Citigroup se prépare à faire un pas majeur dans la cryptomonnaie. Le géant bancaire de 2,5 trillions de dollars a déclaré qu’il prévoit d’intégrer des services Bitcoin pour ses clients institutionnels en 2026. La mise à jour est survenue lors d’une intervention de Nisha Surendran, responsable de la garde d’actifs numériques, lors de la conférence Strategy World.
Le message de Citi était simple et direct : « Nous rendons le BTC bancable. » Ce commentaire s’est rapidement répandu sur les réseaux sociaux crypto et a relancé le débat sur l’implication croissante de Wall Street dans les actifs numériques. Ce mouvement indique qu’un autre acteur majeur de la finance traditionnelle se rapproche de l’infrastructure Bitcoin.
Le plan de Citigroup vise à intégrer le Bitcoin dans ses systèmes institutionnels principaux. La banque souhaite soutenir la garde, le service, la gestion des garanties et la production de rapports pour le BTC, aux côtés des actifs traditionnels. En termes simples, les grands clients pourront bientôt gérer le Bitcoin via les mêmes infrastructures, tout comme ils le font pour les actions et les obligations.
Cette étape ne sort pas de nulle part. Citi avait déjà indiqué fin 2025 qu’elle se préparait à lancer des services de garde de cryptomonnaies en 2026. Les dernières déclarations suggèrent que le travail passe maintenant à l’exécution. La banque semble répondre directement à la demande institutionnelle, qui a augmenté régulièrement depuis le lancement des ETF spot BTC aux États-Unis.
Lorsque Citigroup dit vouloir rendre le Bitcoin « bancable », il s’agit de familiarité et d’infrastructure. Les grands investisseurs ont souvent besoin d’une garde réglementée, de contrôles de risque et de standards de reporting avant de détenir un actif. Historiquement, Bitcoin manquait de cette enveloppe bancaire complète.

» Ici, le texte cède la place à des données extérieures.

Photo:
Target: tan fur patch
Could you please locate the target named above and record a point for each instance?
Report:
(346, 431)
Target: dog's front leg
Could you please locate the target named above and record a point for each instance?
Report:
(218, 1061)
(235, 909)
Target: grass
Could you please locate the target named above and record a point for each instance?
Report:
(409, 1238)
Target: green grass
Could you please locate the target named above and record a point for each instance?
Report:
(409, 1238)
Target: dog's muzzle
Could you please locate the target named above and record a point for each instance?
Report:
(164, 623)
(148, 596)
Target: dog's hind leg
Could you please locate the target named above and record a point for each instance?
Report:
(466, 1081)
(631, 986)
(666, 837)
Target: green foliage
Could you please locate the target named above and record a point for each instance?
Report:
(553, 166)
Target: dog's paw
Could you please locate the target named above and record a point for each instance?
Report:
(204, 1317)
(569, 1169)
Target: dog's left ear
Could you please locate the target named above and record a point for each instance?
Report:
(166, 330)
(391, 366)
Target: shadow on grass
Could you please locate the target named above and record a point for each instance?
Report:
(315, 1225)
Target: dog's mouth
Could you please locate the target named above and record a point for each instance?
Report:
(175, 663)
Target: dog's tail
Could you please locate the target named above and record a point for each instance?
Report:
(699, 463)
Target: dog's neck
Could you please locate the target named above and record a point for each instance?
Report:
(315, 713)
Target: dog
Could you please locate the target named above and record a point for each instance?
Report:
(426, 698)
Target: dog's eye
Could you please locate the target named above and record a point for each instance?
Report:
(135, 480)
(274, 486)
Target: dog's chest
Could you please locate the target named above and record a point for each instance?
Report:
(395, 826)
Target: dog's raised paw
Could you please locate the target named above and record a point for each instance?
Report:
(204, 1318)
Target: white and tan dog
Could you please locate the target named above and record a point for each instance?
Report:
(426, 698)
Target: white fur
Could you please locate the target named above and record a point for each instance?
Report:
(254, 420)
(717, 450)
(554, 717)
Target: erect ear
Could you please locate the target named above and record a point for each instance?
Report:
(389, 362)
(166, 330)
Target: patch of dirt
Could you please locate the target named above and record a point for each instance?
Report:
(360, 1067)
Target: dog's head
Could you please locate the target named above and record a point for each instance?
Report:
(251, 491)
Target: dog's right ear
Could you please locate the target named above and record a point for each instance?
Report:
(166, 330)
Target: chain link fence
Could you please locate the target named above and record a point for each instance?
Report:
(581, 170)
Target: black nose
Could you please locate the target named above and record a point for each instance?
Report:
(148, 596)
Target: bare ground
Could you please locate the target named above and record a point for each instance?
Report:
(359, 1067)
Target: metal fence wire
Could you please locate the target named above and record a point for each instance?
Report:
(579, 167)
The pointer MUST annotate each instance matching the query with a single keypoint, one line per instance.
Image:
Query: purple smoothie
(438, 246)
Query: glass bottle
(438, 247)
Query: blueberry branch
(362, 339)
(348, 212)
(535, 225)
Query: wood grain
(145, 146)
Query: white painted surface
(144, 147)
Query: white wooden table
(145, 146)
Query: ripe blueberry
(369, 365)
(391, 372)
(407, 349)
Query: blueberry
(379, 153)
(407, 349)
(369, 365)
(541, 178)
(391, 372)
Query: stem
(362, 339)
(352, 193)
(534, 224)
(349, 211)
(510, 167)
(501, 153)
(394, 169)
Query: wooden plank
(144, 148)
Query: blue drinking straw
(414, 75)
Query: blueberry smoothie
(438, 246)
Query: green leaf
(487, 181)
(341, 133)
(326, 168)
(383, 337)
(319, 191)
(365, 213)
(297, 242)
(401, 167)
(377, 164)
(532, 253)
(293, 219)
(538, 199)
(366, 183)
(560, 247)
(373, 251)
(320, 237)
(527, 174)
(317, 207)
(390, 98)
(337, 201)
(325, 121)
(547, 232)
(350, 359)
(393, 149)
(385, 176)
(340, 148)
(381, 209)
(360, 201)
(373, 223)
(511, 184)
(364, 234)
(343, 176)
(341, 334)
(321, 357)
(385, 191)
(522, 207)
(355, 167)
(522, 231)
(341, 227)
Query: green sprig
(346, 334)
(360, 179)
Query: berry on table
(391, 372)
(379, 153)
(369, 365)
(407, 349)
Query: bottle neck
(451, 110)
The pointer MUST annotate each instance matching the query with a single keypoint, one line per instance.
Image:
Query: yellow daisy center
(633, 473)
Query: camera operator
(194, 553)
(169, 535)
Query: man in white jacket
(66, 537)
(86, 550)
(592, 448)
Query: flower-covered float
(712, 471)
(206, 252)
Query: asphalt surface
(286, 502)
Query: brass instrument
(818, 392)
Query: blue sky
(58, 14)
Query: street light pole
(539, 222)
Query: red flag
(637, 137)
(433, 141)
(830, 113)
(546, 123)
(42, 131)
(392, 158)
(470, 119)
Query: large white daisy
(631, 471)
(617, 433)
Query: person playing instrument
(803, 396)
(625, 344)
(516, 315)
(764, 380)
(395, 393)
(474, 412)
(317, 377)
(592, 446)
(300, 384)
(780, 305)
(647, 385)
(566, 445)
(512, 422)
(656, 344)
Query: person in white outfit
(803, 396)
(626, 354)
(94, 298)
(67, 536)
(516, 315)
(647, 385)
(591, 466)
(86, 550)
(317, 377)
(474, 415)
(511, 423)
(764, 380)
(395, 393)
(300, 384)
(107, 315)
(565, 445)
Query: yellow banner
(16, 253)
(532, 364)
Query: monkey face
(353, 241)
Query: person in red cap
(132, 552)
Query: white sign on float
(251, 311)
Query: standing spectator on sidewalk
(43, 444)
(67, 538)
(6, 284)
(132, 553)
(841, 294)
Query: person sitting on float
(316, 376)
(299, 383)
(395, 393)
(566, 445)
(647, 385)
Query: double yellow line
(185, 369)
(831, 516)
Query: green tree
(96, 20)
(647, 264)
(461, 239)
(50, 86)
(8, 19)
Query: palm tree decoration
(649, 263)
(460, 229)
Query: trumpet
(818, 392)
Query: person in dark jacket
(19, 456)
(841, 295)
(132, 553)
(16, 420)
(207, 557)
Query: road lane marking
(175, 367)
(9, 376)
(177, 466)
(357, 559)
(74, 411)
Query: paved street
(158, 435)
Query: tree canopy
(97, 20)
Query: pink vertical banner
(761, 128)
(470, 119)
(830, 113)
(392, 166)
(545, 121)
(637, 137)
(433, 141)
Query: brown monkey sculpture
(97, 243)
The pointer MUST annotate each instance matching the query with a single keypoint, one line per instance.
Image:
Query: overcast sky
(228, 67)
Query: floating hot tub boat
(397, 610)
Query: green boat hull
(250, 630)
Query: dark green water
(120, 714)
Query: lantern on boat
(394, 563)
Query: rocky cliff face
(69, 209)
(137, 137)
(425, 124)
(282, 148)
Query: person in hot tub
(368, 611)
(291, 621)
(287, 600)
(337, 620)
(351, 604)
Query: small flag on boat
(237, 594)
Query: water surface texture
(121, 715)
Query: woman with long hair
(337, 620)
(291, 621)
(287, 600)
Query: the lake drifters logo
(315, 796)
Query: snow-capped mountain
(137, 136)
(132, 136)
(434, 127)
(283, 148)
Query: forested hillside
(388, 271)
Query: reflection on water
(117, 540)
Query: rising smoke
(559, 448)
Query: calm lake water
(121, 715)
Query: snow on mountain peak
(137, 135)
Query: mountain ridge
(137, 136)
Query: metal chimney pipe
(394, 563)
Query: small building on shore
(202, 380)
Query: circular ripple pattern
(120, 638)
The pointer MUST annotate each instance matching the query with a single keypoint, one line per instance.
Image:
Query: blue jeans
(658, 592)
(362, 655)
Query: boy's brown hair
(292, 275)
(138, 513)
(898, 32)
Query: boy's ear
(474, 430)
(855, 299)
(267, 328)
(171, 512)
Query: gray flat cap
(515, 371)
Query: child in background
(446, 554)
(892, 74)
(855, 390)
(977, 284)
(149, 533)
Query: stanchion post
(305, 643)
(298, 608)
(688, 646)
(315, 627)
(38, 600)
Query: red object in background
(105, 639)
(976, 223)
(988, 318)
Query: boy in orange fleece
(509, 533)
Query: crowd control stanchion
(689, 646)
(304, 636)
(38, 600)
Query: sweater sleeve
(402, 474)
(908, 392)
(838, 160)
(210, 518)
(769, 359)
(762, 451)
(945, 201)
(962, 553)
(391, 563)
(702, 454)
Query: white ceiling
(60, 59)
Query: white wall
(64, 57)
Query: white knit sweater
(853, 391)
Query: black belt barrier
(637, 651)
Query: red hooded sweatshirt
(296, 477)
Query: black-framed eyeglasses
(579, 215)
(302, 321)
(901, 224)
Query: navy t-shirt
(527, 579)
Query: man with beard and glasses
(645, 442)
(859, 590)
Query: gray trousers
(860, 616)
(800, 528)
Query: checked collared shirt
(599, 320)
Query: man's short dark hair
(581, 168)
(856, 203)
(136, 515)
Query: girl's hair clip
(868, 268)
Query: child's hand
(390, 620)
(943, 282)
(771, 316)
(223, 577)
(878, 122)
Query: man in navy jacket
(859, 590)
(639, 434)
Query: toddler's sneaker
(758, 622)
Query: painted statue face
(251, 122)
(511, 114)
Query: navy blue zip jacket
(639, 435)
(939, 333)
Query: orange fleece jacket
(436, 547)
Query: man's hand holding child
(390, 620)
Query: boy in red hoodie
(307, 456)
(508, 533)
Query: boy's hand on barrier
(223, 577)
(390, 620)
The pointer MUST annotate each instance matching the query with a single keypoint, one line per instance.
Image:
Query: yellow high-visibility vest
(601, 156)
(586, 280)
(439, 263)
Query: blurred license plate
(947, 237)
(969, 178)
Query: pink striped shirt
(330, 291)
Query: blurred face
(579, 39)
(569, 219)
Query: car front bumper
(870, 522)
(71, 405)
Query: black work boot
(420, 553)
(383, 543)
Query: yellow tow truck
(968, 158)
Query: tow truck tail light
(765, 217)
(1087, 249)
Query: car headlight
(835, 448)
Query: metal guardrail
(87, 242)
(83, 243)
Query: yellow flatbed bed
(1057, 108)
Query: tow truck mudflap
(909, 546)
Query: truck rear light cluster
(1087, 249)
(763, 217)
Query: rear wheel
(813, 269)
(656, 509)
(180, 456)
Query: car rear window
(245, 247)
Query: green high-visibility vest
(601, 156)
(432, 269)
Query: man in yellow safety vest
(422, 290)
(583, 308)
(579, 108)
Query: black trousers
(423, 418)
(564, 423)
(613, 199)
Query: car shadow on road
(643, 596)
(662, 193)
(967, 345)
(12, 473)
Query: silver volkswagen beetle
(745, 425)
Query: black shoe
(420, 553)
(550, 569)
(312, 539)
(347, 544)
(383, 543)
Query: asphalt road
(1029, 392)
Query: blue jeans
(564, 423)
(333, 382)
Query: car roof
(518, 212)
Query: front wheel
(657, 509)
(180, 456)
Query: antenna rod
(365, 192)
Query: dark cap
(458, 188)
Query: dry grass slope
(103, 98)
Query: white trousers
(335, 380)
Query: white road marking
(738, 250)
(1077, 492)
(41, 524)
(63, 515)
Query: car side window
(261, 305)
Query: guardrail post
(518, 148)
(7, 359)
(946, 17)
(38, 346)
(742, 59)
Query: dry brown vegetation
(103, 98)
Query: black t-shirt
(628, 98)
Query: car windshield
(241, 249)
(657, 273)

Mais la situation évolue. Avec une réglementation plus claire et un intérêt institutionnel croissant, les grandes banques deviennent plus à l’aise pour construire des infrastructures cryptographiques. L’approche de Citi suggère que le Bitcoin s’éloigne de son image spéculative initiale pour devenir quelque chose pouvant s’intégrer dans des portefeuilles traditionnels. Cela ne remplace pas la garde autonome, mais offre une autre voie pour les institutions qui préfèrent passer par des intermédiaires réglementés.
L’annonce a rapidement créé du buzz en ligne. La communauté crypto a décrit ce mouvement comme un signe supplémentaire que la finance traditionnelle adopte le Bitcoin. Certains ont vu cela comme l’ouverture des « portes de l’institutionnel ». D’autres ont adopté un ton plus prudent.
Les critiques ont souligné que le Bitcoin fonctionne déjà sans banques et ont mis en garde contre une dépendance excessive aux custodians. Cependant, les supporters ont argumenté que de grands pools de capitaux nécessitent précisément ce type d’infrastructure avant d’investir sérieusement. La réaction reflète une division familière dans la crypto entre les idéaux de décentralisation et les objectifs d’adoption grand public.
L’entrée de Citi s’ajoute à une liste croissante de grandes institutions financières développant des services liés à la cryptomonnaie. Des concurrents comme JPMorgan et BNY Mellon ont déjà étendu leurs capacités en actifs numériques. La course semble maintenant s’accélérer.
Si Citigroup parvient à déployer avec succès ces services, cela pourrait ouvrir de nouveaux flux pour les gestionnaires d’actifs, les hedge funds et les grands clients corporatifs. À terme, cette intégration pourrait renforcer le rôle du Bitcoin en tant qu’actif de portefeuille dans la finance traditionnelle. Pour l’instant, le projet est en cours de développement. Mais la direction est claire : Wall Street ne recule pas face à la cryptomonnaie ; il construit progressivement l’infrastructure qui l’entoure.